Marielza Oliveira, UNESCO’s Director for Partnerships and Operational Programme Monitoring
Tony Ojobo, President of the African ICT Foundation commended the collaboration with UNESCO and highlighted the need to carry out periodic evaluations in African countries to enable the improvement of national Internet governance.
The ROAM principles and indicators go beyond the traditional rational of physical access. They contribute to comprehensively advancing digital inclusion, focusing on multiple dimensions of human rights, open Internet, quality of access and inclusive multi-stakeholder governance for building resilient West Africa and achieving SDGs.
Dorothy Gordon, Chair of UNESCO’ Information for All Programme, reaffirmed the need for strong advocacy from national and regional stakeholders to implement the national assessment of IUIs across the West-African countries. She further called for more engagement from civil society to represent vulnerable and marginalized groups, such as disabled people, women or the youth.

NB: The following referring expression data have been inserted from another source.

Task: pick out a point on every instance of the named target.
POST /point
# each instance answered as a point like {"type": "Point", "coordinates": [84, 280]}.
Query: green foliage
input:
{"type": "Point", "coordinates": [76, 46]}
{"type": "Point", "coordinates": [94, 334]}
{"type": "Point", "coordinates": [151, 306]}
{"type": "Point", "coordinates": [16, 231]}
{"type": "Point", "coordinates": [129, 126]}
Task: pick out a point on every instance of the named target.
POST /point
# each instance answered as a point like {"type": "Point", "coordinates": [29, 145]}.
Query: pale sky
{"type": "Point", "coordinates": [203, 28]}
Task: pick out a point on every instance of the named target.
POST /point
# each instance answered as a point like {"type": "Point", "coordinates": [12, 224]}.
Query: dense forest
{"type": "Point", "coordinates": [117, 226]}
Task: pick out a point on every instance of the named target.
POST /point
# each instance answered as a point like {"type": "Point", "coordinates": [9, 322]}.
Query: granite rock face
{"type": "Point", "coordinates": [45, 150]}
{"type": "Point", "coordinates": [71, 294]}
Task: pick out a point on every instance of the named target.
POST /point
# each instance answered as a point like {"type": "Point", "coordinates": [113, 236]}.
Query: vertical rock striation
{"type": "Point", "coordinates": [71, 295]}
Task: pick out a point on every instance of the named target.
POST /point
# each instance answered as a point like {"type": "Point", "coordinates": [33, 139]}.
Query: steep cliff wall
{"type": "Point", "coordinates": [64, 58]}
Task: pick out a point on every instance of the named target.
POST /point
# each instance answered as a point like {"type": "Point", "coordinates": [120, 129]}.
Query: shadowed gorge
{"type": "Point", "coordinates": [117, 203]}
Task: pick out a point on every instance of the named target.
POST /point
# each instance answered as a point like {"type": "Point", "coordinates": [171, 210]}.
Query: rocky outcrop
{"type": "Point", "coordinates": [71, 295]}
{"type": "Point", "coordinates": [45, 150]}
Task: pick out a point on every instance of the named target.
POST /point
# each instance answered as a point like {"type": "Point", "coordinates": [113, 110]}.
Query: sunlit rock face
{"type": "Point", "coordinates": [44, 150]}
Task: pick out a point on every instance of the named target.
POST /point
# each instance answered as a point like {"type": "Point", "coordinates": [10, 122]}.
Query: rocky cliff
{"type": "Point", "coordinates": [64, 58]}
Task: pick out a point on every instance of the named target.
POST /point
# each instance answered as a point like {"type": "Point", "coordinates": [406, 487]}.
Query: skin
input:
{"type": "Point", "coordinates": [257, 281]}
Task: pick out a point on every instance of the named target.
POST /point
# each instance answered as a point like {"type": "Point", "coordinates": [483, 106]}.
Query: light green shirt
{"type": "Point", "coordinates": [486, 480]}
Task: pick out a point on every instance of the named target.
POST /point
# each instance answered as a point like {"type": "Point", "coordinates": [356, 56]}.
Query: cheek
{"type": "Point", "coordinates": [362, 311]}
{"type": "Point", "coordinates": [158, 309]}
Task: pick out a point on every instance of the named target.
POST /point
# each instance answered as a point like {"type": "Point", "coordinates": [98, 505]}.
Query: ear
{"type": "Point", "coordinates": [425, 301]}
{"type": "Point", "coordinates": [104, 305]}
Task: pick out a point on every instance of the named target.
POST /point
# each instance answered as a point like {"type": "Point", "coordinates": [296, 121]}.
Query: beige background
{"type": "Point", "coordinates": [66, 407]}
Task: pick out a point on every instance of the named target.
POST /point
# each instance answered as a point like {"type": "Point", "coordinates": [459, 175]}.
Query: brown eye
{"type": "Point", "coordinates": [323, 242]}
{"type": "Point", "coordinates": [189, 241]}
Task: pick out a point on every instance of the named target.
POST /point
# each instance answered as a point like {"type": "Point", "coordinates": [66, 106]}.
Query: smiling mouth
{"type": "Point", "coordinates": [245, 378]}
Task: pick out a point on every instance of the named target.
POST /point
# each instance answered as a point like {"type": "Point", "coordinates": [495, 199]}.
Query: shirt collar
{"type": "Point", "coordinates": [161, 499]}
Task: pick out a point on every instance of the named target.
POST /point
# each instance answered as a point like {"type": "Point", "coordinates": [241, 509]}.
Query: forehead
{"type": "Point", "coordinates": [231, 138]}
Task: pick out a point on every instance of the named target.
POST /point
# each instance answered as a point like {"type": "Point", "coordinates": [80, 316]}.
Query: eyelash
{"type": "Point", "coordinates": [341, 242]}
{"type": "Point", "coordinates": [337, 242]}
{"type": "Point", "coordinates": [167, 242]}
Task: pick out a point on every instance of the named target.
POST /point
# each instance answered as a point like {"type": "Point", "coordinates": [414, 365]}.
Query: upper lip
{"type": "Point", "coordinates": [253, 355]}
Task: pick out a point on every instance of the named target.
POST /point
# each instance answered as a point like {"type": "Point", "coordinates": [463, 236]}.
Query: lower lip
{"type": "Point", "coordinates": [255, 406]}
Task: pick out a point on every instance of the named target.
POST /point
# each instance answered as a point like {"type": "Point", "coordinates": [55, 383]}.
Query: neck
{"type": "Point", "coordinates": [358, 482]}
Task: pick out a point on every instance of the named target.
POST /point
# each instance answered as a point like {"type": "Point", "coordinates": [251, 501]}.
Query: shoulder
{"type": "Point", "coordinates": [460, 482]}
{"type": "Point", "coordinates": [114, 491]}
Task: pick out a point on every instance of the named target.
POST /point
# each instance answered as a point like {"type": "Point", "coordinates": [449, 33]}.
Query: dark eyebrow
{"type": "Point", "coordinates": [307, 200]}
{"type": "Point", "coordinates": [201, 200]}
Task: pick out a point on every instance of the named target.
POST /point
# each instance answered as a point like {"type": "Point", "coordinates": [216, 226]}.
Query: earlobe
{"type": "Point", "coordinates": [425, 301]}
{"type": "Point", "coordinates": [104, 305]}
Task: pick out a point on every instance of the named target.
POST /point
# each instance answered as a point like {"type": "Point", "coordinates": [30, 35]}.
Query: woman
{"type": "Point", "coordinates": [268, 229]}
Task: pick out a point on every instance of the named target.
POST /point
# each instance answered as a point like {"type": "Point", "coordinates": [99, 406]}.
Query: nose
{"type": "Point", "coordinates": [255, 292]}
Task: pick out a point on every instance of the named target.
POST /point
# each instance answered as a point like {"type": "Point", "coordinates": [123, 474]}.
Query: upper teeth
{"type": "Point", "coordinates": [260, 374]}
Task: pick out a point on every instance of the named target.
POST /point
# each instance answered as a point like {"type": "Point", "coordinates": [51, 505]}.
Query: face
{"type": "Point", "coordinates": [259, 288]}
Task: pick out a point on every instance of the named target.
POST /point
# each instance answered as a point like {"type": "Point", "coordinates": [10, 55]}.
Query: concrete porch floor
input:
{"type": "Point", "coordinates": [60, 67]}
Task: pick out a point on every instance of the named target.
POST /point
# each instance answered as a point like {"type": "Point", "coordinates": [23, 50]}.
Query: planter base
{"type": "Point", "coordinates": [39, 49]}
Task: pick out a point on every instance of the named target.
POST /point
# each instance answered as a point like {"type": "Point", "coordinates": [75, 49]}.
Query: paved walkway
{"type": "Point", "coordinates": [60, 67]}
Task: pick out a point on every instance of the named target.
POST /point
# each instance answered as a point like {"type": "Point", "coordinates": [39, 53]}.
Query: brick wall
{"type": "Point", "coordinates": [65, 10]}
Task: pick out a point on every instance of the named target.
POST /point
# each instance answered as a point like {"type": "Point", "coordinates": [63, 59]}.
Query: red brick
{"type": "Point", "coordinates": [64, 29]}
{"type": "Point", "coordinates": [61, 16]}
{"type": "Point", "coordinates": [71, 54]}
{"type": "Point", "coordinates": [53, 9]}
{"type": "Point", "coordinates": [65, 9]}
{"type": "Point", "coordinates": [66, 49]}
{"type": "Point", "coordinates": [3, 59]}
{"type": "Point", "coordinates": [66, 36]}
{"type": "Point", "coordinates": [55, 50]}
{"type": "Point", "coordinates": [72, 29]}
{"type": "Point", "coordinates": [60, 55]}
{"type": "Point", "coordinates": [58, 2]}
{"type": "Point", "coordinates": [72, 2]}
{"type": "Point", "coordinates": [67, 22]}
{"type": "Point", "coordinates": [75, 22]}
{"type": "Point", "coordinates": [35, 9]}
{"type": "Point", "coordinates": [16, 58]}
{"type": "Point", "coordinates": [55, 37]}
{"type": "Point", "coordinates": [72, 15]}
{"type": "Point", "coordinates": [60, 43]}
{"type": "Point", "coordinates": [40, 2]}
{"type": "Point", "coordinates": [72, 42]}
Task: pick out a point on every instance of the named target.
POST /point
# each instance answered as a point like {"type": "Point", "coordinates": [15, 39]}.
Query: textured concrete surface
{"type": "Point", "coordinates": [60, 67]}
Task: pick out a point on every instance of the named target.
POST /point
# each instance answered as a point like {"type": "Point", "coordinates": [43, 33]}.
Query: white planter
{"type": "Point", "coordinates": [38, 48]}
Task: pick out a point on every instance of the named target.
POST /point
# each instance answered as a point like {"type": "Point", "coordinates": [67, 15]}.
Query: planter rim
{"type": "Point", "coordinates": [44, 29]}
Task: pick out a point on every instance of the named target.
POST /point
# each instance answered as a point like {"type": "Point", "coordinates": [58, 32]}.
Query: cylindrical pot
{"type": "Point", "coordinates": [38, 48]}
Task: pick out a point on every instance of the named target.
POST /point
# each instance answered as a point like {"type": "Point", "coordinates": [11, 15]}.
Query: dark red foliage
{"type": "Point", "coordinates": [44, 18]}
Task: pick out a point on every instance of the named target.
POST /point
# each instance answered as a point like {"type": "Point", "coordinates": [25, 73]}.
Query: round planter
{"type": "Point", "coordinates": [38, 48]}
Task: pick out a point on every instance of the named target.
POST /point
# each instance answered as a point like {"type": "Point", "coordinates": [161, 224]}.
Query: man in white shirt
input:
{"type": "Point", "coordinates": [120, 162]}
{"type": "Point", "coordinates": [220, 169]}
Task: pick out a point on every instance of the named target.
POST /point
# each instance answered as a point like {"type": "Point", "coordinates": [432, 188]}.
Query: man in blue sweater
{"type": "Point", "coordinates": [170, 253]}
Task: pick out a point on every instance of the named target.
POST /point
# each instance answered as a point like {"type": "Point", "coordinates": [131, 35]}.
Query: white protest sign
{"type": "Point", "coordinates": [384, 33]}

Professor Alain Kiyindou pointed out that the ROAM-X indicators assessment in countries like Benin and Niger offers tremendous opportunities to push forward the development of Internet in West Africa. This framework empowers national stakeholders to gain a better understanding of their digital landscape and engage in the digital transformation and inclusion process.
Representing Development House, Kafui Aheto introduced the initial findings of the ongoing national assessment of ROAM-X indicators in Ghana. He highlighted the importance of multi-stakeholderism in guiding the overall assessment process and building policy development in Ghana.
ROAM-X indicators assessments have been progressing in 28 countries, including the following African countries: Benin, Senegal, Kenya, Ghana, Niger, Ethiopia, Cote d’Ivoire, Cabo Verde, Burkina Faso.
All participants agreed on the importance for African countries to mainstream ROAM principles and the urgent need to expand advocacy, capacity-building, resource mobilization and multistakeholder partnerships to scale up national assessment projects across the region.
UNESCO encourages all countries in the West-African subregion to continue using the ROAM framework and join the Dynamic Coalition on Internet Universality Indicators (IUIs) to bring Internet forward in the region.